With a reduced screen size of 7.9 inches — instead of the then-standard 9.7 inches — the iPad mini is the fifth iPad to be released by Apple. Critics hail Apple’s most affordable iPad ever, although some people complain about its lack of a Retina display.
iPad mini: Downsizing to the challenge of rivals
A bit like the iPhone 5c of the following year, the iPad mini seemed like a half-hearted attempt at competing with the growing number of budget rivals that arrived after the first iPad launched in 2010. These included the likes of the Google Nexus 7 and the Amazon Kindle Fire HD.
I say “half-hearted” because, like the iPhone 5c and the later iPhone SE, Apple seemingly couldn’t bring itself to dip down too far on either functionality or price point. The mini started at $329 for the most basic 16GB Wi-Fi version. And it ran all the way up to $659 for a 64GB model with 4G LTE connectivity.
However, it marked the start of a trend that became a theme during CEO Tim Cook’s tenure leading Apple: introducing new screen sizes to challenge rivals’ products. One of the first post-Steve Jobs tablets, the iPad mini felt at the time very much like a new form factor dictated to Apple, rather than the other way around.
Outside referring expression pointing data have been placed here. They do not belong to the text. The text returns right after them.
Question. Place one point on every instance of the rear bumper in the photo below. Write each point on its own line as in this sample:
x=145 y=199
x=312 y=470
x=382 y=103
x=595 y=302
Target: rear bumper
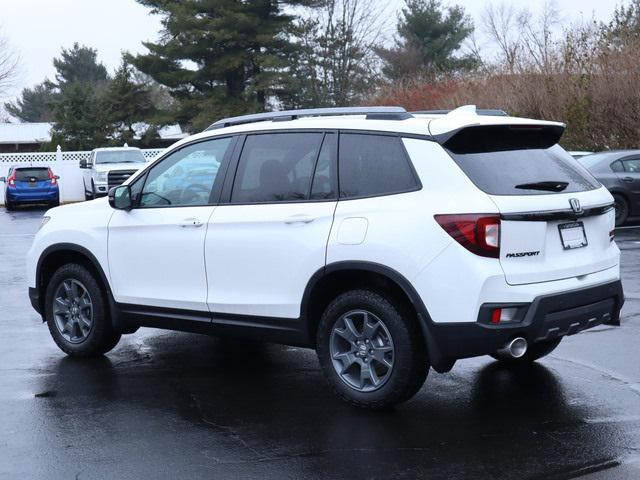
x=546 y=317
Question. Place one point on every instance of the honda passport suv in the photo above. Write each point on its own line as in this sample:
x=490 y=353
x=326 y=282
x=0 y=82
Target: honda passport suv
x=390 y=242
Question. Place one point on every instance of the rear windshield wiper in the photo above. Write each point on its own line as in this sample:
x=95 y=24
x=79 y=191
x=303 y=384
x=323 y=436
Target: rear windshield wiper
x=545 y=186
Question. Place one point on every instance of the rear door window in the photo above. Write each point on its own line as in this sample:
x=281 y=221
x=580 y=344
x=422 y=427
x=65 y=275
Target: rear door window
x=519 y=161
x=276 y=167
x=26 y=174
x=371 y=165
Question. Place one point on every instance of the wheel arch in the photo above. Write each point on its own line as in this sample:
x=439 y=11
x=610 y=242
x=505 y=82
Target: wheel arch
x=56 y=255
x=338 y=277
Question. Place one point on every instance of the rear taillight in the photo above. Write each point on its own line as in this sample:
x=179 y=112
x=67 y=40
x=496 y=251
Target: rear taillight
x=478 y=233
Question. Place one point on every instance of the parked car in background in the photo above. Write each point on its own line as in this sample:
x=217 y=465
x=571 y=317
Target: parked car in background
x=619 y=171
x=30 y=185
x=108 y=168
x=579 y=154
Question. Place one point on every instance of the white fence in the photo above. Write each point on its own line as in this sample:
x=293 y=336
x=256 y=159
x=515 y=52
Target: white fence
x=64 y=164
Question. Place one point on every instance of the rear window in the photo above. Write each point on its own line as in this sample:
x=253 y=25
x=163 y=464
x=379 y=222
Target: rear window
x=26 y=174
x=519 y=162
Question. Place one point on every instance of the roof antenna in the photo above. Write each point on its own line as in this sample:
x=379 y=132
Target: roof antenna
x=463 y=110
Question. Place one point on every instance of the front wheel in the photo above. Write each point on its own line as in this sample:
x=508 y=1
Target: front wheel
x=75 y=310
x=533 y=353
x=372 y=355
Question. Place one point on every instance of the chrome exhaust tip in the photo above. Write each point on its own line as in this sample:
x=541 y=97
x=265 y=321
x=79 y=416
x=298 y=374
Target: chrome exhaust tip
x=516 y=348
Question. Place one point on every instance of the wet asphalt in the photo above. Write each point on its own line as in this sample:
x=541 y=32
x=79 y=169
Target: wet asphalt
x=176 y=405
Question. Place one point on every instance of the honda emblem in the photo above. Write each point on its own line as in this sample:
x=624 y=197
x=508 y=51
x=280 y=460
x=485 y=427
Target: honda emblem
x=575 y=206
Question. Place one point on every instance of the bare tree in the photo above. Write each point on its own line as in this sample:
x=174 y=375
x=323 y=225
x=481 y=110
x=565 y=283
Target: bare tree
x=8 y=65
x=538 y=35
x=501 y=26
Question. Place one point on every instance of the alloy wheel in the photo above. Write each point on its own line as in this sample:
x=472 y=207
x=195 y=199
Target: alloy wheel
x=362 y=350
x=73 y=311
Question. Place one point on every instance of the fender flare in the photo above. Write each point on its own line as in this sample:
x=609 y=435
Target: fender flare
x=117 y=319
x=438 y=361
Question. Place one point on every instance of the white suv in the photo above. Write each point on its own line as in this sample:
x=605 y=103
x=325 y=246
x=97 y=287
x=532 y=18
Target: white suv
x=390 y=242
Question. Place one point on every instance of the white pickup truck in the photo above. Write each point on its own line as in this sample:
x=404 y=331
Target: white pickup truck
x=108 y=168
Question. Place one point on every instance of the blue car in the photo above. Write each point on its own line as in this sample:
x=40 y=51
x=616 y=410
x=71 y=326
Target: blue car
x=30 y=185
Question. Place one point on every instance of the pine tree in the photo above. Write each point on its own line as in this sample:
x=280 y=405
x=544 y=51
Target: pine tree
x=220 y=57
x=78 y=64
x=429 y=38
x=126 y=103
x=34 y=104
x=79 y=118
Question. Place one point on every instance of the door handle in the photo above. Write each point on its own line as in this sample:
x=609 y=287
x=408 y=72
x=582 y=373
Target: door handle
x=190 y=223
x=299 y=219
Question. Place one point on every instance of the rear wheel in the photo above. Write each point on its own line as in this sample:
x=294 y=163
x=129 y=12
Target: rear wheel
x=533 y=353
x=371 y=354
x=622 y=209
x=75 y=310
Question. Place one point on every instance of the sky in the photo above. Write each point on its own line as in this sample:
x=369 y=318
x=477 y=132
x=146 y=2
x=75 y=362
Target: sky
x=38 y=29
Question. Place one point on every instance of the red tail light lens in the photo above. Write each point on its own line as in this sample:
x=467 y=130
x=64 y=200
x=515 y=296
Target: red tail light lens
x=478 y=233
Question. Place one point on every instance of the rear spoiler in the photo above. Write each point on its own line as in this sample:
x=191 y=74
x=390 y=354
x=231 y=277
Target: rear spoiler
x=499 y=138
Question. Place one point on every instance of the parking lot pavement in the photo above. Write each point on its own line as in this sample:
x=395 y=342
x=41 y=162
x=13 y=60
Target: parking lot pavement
x=176 y=405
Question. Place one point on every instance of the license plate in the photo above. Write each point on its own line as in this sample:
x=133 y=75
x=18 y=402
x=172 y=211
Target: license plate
x=572 y=235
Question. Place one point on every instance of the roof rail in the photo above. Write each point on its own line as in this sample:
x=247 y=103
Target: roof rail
x=372 y=113
x=480 y=111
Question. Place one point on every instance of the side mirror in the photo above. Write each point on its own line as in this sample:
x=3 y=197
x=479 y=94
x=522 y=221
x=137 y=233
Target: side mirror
x=120 y=197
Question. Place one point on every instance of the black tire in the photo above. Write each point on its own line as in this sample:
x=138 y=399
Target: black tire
x=533 y=353
x=410 y=361
x=622 y=209
x=101 y=338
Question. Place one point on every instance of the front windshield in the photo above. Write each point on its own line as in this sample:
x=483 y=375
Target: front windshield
x=120 y=156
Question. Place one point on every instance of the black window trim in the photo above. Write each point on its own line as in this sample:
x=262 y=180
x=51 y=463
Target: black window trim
x=227 y=190
x=218 y=183
x=614 y=162
x=230 y=161
x=407 y=159
x=624 y=161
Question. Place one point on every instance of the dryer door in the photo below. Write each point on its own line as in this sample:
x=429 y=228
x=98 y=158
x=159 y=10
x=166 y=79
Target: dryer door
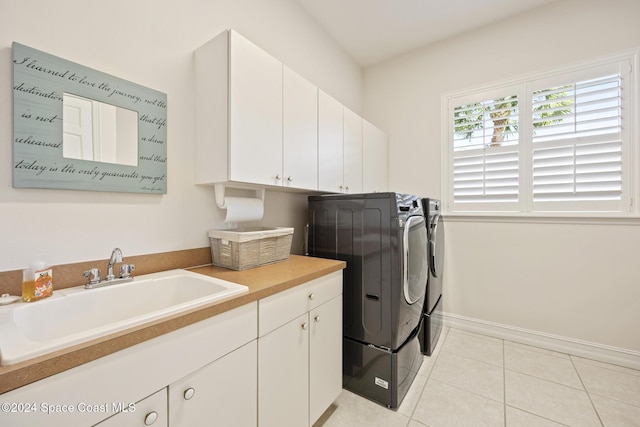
x=416 y=261
x=436 y=246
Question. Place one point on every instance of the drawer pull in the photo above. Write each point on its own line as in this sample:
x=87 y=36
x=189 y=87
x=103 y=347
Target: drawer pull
x=189 y=393
x=150 y=418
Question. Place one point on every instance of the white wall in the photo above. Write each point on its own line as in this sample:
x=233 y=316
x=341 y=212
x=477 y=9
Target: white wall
x=572 y=280
x=150 y=42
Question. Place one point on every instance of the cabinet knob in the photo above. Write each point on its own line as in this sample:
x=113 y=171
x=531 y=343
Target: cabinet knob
x=189 y=393
x=150 y=418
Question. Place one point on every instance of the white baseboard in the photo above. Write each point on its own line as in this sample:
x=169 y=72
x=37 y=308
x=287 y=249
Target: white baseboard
x=589 y=350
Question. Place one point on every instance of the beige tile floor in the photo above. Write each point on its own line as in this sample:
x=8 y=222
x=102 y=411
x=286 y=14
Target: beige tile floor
x=475 y=380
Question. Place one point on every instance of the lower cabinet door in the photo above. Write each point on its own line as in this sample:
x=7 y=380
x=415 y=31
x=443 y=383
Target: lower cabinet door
x=222 y=393
x=283 y=375
x=151 y=411
x=325 y=356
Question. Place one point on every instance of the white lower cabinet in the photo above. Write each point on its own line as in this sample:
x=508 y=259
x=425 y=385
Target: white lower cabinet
x=211 y=373
x=300 y=353
x=151 y=411
x=222 y=393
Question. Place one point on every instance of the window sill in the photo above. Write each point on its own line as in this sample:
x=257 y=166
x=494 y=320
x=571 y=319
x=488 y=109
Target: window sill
x=545 y=218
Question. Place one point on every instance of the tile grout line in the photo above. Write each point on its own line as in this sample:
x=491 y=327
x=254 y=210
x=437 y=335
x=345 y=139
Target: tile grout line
x=428 y=376
x=586 y=391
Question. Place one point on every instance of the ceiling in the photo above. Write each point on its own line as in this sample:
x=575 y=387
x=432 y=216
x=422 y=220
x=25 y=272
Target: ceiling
x=372 y=31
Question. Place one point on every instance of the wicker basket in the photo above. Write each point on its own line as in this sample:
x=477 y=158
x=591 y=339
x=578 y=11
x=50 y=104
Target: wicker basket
x=246 y=248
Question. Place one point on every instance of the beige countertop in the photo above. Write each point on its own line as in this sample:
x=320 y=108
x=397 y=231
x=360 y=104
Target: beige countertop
x=262 y=282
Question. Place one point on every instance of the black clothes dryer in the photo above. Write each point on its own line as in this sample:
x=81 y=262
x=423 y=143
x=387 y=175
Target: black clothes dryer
x=431 y=324
x=383 y=239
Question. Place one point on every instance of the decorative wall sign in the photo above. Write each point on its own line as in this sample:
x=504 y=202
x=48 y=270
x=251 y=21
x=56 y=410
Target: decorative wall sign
x=39 y=82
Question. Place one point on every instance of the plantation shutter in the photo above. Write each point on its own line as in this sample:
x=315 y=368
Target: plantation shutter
x=577 y=142
x=486 y=153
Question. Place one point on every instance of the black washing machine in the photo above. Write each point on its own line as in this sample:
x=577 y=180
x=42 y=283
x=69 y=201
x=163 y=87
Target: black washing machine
x=383 y=239
x=431 y=324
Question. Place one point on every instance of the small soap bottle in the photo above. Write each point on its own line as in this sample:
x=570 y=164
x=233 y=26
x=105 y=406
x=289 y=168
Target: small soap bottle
x=37 y=282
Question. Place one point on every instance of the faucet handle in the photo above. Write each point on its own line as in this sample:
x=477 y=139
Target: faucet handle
x=125 y=270
x=93 y=275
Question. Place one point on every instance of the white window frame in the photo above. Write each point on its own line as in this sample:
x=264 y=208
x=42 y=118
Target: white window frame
x=522 y=87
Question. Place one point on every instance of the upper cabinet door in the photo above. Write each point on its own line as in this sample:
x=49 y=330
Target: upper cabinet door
x=255 y=114
x=374 y=159
x=352 y=152
x=330 y=143
x=300 y=127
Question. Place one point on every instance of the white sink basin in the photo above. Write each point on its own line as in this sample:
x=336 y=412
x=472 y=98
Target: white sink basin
x=75 y=315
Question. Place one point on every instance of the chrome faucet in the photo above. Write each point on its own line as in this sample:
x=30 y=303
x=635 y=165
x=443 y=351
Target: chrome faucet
x=95 y=280
x=116 y=256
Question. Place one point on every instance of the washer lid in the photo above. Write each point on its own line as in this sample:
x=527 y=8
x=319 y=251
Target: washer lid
x=416 y=260
x=436 y=246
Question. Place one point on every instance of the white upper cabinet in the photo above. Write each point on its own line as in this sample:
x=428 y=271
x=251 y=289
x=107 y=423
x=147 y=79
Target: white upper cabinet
x=300 y=128
x=330 y=142
x=352 y=153
x=238 y=112
x=258 y=122
x=339 y=147
x=375 y=176
x=255 y=114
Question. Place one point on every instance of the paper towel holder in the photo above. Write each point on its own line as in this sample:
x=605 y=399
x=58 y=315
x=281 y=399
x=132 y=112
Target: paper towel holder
x=221 y=188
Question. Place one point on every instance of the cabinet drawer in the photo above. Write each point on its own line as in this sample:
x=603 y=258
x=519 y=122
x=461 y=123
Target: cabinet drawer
x=279 y=309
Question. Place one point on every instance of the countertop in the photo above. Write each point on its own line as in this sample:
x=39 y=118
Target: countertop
x=262 y=282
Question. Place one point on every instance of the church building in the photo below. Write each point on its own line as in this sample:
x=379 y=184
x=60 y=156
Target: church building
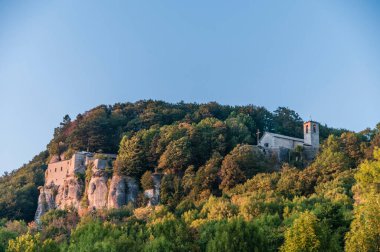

Later examples included the arrival of “phablet” iPhones in 2014. That’s not necessarily a bad thing. But in this case, it demonstrated how rapidly the tablet world was changing already.
A mini legacy
The first iPad mini was a beautiful device in its own right. Its aluminum chassis borrowed its coloring from the iPhone 5. And it came in significantly lighter and slimmer than many of its rivals.
Its biggest failing was the 1,024-by-768-pixel screen resolution, which gave the iPad mini a pixel density of just 163 ppi. That paled next to the 216 ppi of the Nexus 7 and Kindle Fire HD. (Not to mention the 264 ppi of the fourth-gen iPad.)
Still, the iPad mini proved significant because it showed Apple’s willingness to experiment publicly with different display sizes. It’s interesting to speculate whether, without this device, there even would have been an iPhone 6 Plus or any of the other large (and small) iPhones we’ve seen since.